Samsung continues to grow its lead over Apple, the smartphone industry and the mobile phone market on the whole, Gartner announced Aug. 14.
During the second quarter of 2013, Samsung’s portion of the smartphone market grew to nearly one-third (31.7 percent, up from 29.7 percent a year ago), while Apple’s share fell, from 18.8 percent to 14.2, though its sales increased.
Apple sold 31.9 million iPhones during the quarter, compared with 29 million a year ago, while Samsung sold 71.4 million, up from 45.6 million.
Indeed, the highly competitive smartphone was the one to watch, growing 46.5 percent year-on-year, while feature phone sales fell 21 percent. For the first time ever, said Gartner, sales of smartphones exceeded those of their simpler counterparts. (According to IDC’s data, that milestone was passed during the first quarter of this year.)
Smartphone shipments totaled 225.3 million units during the quarter, up from 153.8 million a year ago. Feature phone shipments totaled 210 million units.
On the whole, mobile phone shipments rose 3.6 percent, to 435 million phones during the quarter.

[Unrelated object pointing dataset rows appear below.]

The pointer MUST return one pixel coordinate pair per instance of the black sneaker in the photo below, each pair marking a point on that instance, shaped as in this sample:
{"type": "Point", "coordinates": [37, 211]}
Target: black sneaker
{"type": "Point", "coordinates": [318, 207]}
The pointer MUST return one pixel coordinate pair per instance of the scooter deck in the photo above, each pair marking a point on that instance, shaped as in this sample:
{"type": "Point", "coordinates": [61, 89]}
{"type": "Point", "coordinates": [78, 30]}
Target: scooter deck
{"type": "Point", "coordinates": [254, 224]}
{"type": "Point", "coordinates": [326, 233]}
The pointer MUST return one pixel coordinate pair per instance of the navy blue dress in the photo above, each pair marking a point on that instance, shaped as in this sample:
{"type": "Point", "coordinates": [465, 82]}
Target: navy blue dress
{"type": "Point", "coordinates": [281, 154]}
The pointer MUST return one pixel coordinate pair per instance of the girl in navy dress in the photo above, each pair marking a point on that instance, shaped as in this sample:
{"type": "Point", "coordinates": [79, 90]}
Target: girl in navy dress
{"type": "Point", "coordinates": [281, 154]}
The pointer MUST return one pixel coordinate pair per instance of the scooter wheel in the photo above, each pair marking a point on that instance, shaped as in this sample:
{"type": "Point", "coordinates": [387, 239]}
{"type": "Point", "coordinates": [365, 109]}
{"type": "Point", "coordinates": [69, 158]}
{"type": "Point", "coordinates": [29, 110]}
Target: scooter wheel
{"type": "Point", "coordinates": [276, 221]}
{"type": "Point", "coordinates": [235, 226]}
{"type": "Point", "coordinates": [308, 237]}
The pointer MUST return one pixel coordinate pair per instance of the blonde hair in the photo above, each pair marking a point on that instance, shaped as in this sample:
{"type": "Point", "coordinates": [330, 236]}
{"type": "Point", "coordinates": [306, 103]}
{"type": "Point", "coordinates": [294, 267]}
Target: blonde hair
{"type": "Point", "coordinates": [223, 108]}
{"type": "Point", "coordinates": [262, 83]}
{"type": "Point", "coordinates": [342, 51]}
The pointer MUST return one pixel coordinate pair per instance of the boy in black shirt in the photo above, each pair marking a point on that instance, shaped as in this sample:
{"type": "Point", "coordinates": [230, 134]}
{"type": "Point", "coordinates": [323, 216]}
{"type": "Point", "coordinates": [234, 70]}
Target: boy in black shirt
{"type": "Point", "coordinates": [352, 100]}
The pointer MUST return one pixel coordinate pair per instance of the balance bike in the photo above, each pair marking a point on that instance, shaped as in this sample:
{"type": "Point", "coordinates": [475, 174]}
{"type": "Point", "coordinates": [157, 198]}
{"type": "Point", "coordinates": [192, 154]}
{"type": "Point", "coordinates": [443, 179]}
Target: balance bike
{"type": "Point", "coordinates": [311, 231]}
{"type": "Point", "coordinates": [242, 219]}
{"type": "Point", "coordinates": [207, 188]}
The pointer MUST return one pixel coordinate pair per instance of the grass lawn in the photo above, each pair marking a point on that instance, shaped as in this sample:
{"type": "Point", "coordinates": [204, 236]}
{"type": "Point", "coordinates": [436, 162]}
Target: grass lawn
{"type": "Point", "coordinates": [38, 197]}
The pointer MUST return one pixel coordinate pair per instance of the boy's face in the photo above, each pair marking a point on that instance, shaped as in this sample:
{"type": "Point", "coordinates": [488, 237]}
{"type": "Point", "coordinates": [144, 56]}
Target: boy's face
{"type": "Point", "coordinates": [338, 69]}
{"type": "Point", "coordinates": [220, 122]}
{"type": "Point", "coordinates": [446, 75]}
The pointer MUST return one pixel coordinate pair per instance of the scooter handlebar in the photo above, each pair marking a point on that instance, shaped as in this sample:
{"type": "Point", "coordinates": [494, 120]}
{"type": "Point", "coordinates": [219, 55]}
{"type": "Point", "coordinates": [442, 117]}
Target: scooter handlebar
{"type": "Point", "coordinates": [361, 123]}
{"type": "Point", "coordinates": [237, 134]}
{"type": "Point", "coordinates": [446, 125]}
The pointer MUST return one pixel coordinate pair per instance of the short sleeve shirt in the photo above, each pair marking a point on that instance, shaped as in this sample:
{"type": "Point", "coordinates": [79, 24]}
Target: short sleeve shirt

“With second quarter of 2013 sales broadly on track, we see little need to adjust our expectations for worldwide mobile phone sales forecast to total 1.82 billion units this year,” Gartner Principal Analyst Anshul Gupta said in a statement. “Flagship devices brought to market in time for the holidays, and the continued price reduction of smartphones will drive consumer adoption in the second half of the year.”
The quarter was also a milestone one for Microsoft’s Windows Phone OS, which for the first time, overtook BlackBerry to be the third top-selling mobile platform. Windows Phone’s share rose to 3.3 percent, from 2.6 percent, while BlackBerry’s fell from 5.2 percent to 2.7 percent.
Nokia, the predominant backer of the Windows Phone platform, saw sales fall year-over-year, but shipments of its Lumia smartphones jumped 112.7 percent during the quarter, thanks to its expanded portfolio.
“With recent announcement of the Lumia 1020, Nokia has built a wide portfolio of devices at multiple price points, which should boost Lumia sales in the second half,” said Gupta.
He added that Nokia faces “tough competition” from Android devices, particularly aggressively priced ones from Chinese manufacturers.
Regarding Samsung and Apple, Gupta pointed out that the mid-tier market will be where most of the arm-wrestling takes place. It will be “critical” for Samsung that it “step up its game in the mid-tier and also be more aggressive in emerging markets.”
Apple is rumored to be working on a lower-end version of the iPhone that it will introduce in September.
With Apple’s average iPhone selling price (ASP) at its lowest since Apple launched the iPhone in 2007—due to strong sales of the deeply discounted iPhone 4—Gupta called the rumored low-end device a tricky proposition for Apple.
“While Apple’s ASP demonstrates the need for a new flagship model, it is risky for Apple to introduce a new lower-priced model, too,” wrote Gupta.
“Although the possible new lower-priced device may be priced similarly to the iPhone 4 at $300 to $400, the potential for cannibalization will be much greater than what is seen today with the iPhone 4,” he continued. “Despite being seen as the less-expensive sibling of the flagship product, it would represent a new device with the hype of the marketing associated with it.”